The resolution argued that financing Enbridge was at odds with Citigroup's various commitments to respect and uphold Indigenous rights in projects it finances, as well as the bank's own public climate pledges. The bank has said its current environmental and social risk policy is working to identify potential investment pitfalls, and that it provided Enbridge with general financing, not project-specific financing that triggers the screens — a defense the sisters say minimizes its role in funding fossil fuel projects like Line 3 and Line 5.
A separate resolution called for Citigroup to cease financing to fossil fuel companies for new coal, oil and gas projects, with roughly 10% of shareholders voting in favor, a total also lower than the previous year.
Francois told EarthBeat it was important that Citi shareholders heard directly from Indigenous leaders through their resolution. Tara Houska, founder of the Giniw Collective that led opposition against Line 3, presented the resolution at the meetings.
"Indigenous peoples hold 80% of earth's remaining biodiversity — we are the canary in the mine of humanity," Houska said in a statement. "[Citigroup's] big oil clients are destroying our homelands and lifeways as they tout empty policies and procedures. For our children’s sake and yours, hear our voices: humans cannot live without water, humans cannot endlessly extract without consequence."
Citigroup was one of three major banks to hold shareholder meetings on Tuesday. Wells Fargo and Bank of America also faced votes on resolutions calling for the financial institutions to end financing for new fossil fuel projects. At Bank of America, just 7% of shareholders supported the measure, less than the year before, and Wells Fargo shareholders also rejected the motion, though specific tallies were not released, Reuters reported. A separate resolution at Bank of America drew 28.5% support for an action plan to be created to meet the bank's 2030 net-zero emissions goals.
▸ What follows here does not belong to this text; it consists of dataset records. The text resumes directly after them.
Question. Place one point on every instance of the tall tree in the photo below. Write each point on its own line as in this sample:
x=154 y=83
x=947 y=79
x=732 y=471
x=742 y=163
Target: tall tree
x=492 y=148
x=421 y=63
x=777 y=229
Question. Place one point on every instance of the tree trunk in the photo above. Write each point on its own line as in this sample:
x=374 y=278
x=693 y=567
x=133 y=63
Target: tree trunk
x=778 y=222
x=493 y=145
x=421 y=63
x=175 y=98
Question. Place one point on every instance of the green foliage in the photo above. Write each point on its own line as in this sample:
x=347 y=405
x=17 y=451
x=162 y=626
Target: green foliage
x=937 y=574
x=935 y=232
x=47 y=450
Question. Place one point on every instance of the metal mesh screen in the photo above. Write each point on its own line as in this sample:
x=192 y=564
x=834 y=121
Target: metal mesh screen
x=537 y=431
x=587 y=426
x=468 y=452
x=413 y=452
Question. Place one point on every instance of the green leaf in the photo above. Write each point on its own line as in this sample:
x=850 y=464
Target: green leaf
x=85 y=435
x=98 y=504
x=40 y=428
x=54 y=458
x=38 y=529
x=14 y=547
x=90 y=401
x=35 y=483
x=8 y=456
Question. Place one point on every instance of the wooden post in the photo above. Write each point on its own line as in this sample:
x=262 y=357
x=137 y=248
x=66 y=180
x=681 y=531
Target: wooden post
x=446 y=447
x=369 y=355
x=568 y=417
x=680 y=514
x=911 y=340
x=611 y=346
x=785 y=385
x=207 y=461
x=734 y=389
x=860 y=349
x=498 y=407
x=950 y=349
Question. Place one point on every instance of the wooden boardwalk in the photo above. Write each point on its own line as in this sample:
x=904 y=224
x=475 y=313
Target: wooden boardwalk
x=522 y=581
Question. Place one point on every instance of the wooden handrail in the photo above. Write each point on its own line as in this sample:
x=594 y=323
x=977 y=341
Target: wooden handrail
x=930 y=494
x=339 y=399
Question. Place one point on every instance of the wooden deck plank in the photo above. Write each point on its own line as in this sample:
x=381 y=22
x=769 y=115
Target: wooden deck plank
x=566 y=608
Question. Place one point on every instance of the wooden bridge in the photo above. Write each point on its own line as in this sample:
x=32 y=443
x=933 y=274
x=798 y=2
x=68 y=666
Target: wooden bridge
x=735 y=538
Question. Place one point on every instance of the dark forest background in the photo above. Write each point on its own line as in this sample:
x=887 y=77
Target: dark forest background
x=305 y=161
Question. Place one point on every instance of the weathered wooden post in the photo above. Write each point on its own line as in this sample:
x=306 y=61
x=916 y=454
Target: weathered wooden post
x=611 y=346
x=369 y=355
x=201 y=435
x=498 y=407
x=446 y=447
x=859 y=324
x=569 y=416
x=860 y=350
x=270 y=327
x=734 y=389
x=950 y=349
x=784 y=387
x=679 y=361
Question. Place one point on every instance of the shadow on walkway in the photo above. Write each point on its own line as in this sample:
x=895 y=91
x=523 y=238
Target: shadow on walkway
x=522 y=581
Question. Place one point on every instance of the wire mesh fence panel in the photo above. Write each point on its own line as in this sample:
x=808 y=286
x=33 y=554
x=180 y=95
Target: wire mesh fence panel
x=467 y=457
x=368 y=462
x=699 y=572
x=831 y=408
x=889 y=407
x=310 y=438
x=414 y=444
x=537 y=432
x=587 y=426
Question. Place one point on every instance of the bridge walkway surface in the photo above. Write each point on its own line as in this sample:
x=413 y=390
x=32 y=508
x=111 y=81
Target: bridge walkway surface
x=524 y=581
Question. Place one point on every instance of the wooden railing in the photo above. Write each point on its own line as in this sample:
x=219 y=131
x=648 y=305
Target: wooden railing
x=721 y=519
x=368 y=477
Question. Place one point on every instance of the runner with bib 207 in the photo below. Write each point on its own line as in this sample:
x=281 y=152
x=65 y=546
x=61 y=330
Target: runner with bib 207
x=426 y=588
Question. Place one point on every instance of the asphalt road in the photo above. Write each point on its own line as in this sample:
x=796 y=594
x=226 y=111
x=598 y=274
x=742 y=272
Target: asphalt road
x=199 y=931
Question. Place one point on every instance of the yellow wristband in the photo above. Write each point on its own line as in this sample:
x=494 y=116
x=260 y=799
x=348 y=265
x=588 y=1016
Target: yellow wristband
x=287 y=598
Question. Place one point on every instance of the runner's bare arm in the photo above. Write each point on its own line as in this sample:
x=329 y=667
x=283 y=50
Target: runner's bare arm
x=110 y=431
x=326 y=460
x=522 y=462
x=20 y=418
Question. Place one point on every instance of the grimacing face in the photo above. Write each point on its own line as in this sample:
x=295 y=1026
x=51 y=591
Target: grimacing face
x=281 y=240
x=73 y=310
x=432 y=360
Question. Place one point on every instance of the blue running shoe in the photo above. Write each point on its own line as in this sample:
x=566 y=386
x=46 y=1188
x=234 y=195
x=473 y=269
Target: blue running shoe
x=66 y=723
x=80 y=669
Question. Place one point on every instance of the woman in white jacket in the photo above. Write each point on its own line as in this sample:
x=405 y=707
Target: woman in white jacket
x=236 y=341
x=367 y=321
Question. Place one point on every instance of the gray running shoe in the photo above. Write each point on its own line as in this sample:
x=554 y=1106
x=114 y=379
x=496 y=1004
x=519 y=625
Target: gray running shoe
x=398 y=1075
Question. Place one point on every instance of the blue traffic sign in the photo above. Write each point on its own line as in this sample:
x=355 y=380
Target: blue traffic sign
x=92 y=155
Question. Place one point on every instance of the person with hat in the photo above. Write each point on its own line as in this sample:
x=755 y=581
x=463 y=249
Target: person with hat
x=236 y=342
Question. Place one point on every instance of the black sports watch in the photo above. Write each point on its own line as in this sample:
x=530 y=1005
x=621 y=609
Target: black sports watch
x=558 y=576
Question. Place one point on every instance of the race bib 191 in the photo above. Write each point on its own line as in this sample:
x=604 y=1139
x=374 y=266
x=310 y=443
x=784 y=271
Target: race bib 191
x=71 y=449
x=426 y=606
Other climate-related resolutions were on the docket at Goldman Sachs on Wednesday and with BP on Thursday.
Francois said that consumers have a political responsibility to use their economic power and influence "to support the common good, because that's really what good business is."
Beyond companies' bottom lines, "we have a fiduciary responsibility to Earth and to future generations. And that's clear in the resolution season this year, and I have a feeling next year will be even more coordinated and moving us in the right direction."